Le récit ne sera donc pas la force première de Chungking Express puisque même les protagonistes annoncent ce qu’il va se passer. L’important c’est les images, les plans, les clichés, d’aller vite quitte à ne rien raconter. Le film est constitué d’une suite de détails qui forment la psychologie des personnages, dans une idée de scénario impressionniste. Le problème majeur du film est de se rappeler tous ces détails pour en avoir une vision globale. L’aspect visuel dans la scène d’ouverture où Takeshi Kaenshiro court après quelqu’un, dans un accéléré ralenti, accentue cet aspect impressionniste avec ses touches de couleurs bleues.
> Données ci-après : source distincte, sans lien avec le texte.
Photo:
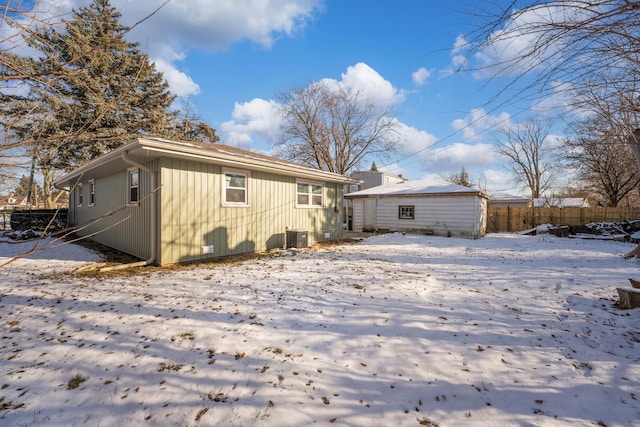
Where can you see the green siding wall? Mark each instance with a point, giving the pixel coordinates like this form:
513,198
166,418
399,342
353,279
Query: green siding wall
116,225
192,213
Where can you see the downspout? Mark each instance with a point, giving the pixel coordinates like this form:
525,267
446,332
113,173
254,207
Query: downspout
152,221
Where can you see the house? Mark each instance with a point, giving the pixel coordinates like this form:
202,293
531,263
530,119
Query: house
505,200
168,202
439,209
366,179
561,202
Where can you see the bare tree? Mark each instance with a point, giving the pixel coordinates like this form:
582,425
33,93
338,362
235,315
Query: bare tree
334,129
585,50
531,160
603,161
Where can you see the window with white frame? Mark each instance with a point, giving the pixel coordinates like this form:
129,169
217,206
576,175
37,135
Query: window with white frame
133,184
92,193
235,191
309,194
406,212
79,193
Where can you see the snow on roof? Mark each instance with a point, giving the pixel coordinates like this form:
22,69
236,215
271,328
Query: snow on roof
561,202
413,188
499,196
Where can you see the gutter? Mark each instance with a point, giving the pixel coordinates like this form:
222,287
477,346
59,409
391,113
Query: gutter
152,221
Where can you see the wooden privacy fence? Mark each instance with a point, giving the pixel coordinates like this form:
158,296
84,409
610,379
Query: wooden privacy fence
518,219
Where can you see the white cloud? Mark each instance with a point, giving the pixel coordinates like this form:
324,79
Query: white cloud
210,26
181,84
256,118
259,120
420,76
478,121
458,60
370,84
413,141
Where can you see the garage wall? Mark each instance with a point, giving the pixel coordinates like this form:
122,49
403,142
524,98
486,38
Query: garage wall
463,216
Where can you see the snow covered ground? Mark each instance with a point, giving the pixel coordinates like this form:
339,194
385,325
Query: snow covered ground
398,330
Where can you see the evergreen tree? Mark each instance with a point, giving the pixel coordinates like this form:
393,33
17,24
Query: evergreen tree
100,90
22,189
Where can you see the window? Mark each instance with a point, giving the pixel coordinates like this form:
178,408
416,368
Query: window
235,188
406,212
309,195
79,193
92,193
133,184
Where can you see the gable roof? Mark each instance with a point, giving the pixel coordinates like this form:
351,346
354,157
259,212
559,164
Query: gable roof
417,188
143,150
561,202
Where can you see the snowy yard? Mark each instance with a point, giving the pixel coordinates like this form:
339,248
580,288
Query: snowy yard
398,330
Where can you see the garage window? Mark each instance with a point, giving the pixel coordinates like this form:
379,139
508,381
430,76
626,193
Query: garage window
406,212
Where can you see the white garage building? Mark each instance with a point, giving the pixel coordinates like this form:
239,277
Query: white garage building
440,209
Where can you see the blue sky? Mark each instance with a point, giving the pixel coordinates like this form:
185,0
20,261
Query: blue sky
231,58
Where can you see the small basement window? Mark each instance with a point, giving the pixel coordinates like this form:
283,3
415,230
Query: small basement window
79,193
92,193
309,194
406,212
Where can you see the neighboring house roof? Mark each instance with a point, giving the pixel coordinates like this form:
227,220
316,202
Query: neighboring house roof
364,174
561,202
147,149
417,188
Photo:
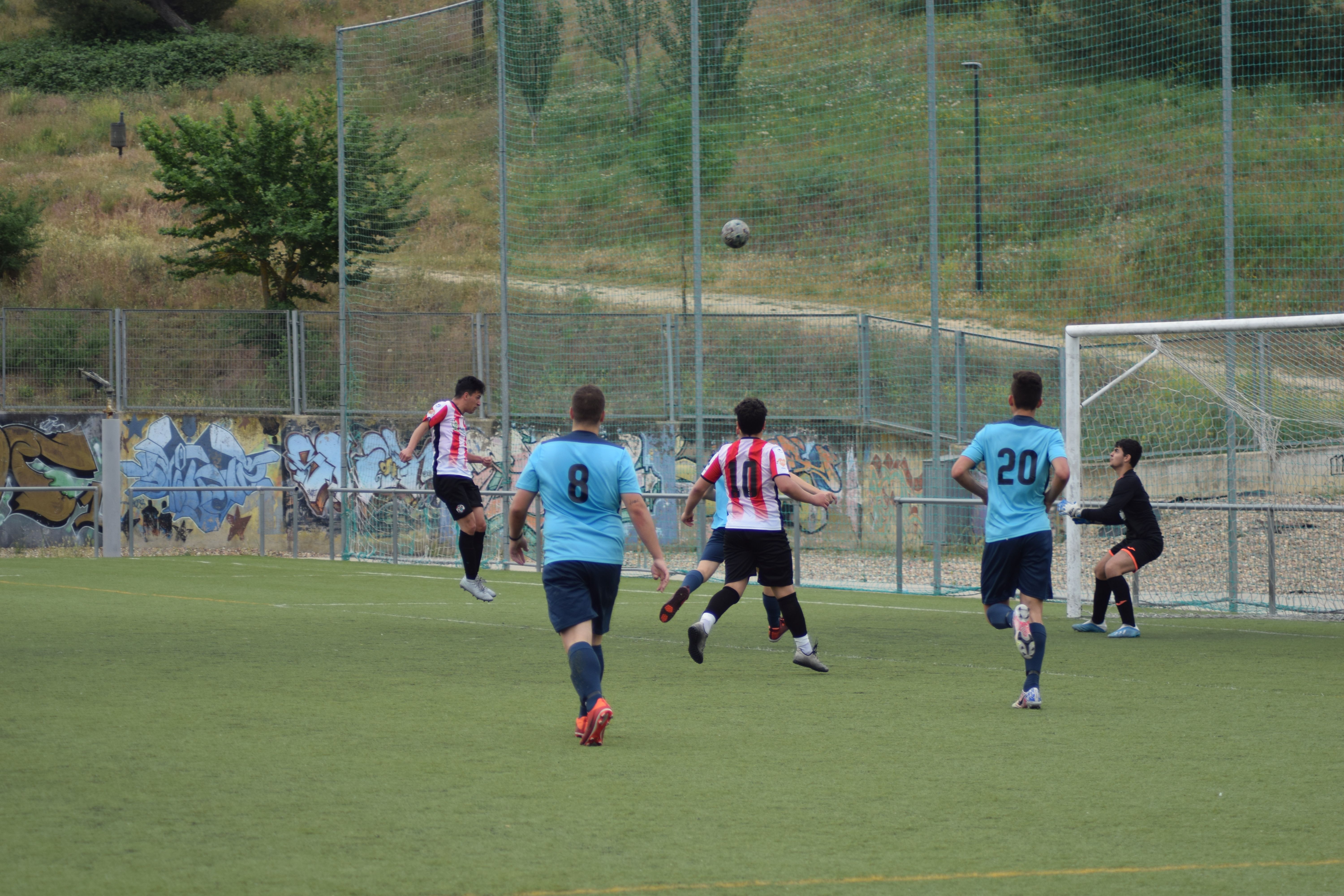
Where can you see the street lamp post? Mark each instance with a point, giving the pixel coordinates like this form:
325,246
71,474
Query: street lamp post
980,248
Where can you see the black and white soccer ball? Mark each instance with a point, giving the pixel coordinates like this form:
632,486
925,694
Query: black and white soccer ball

Brigitte Lin est blonde aux cheveux longs, lunettes de soleil constamment sur le nez. Elle organise un trafic de cocaïne avec des Indiens comme mulets. Ils la planteront à l’aéroport. Valerie Chow est l’ex de Tony Leung Chiu-wai. Elle est hôtesse de l’air. Dans l’appart de Leung, ils jouent ensemble à des jeux sensuels où il fait atterrir sur le dos nu de sa copine des avions miniatures. Faye Wong est brune aux cheveux courts, lunettes de soleil qui tombent sur son nez. Elle lance des petits regards furtifs sur Leung. Elle passe ses journées à écouter dans le restau California Dreamin’ à fond. Elle rêve de partir en Californie et va devenir hôtesse de l’air. Tout cela forme une allusion au désir de quitter Hong Kong alors que la rétrocession se prépare.

La musique comme moyen d’évasion est là. A la fin du film, après avoir entendu des dizaines de fois California Dreamin’, on n’en peut plus. Brigitte Lin écoute dans le bar de son ex (Christopher Doyle), toujours la même chanson sur le juke box. Dans le restau, un Indien se sert d’une carotte comme micro et chante. Les voix off participent de cette ambiance sonore où chacun exprime ses pensées en s’inventant un avenir meilleur qui passerait par le sentiment amoureux. Le personnage de Tony Leung Chiu-wai parle chez lui tout seul. Il s’adresse à son savon, aux petits avions, aux peluches qu’il peigne. La parole est libérée mais n’est jamais entendue.

Le sur-place des personnages est un fait. Leung est souvent assis, en tenue de flic au resto avec ses collègues, en slip et débardeur blancs chez lui. Takeshi Kaneshiro aime au contraire courir et attend de fêter son anniversaire le 1er mai 1994. Il ne peut pas rester en place et quand il s’amourache de Brigitte Lin, il balance vers l’inconnu pour abandonner la routine. Chaque jour, il achète une boîte de conserve d’ananas qu’il mangera toutes d’un coup, un soir de déprime. Faye Wong a la clé de l’appartement de Tony Leung. Chaque jour, secrètement, elle va chez lui et déplace les objets, remplace le vieux savon, nettoie le sol, ajoute des poissons dans l’aquarium. Tony Leung Chiu-wai ne s’en apercevra pas, coincé qu’il est dans sa vie routinière.

Le mouvement et la vitesse sont les marques de fabrique de Wong Kar-wai. Il filme l’ennui de ses personnages, leur alanguissement, leur petite vie faite de creux. Il développera ces motifs plus encore dans Les Cendres du temps son film de sabres où rien ne se passe, où rien n’évolue, qu'il tourne en même temps que Chungking Express. Wong Kar-wai considère son film comme un repos comparé au tournage épuisant et complexe des Cendres du temps. Chungking Express était le premier film du cinéaste à sortir en France. Tout cela semble si loin maintenant, c'était il y a plus de 21 ans, quand il sortait encore des films venus de Hong Kong.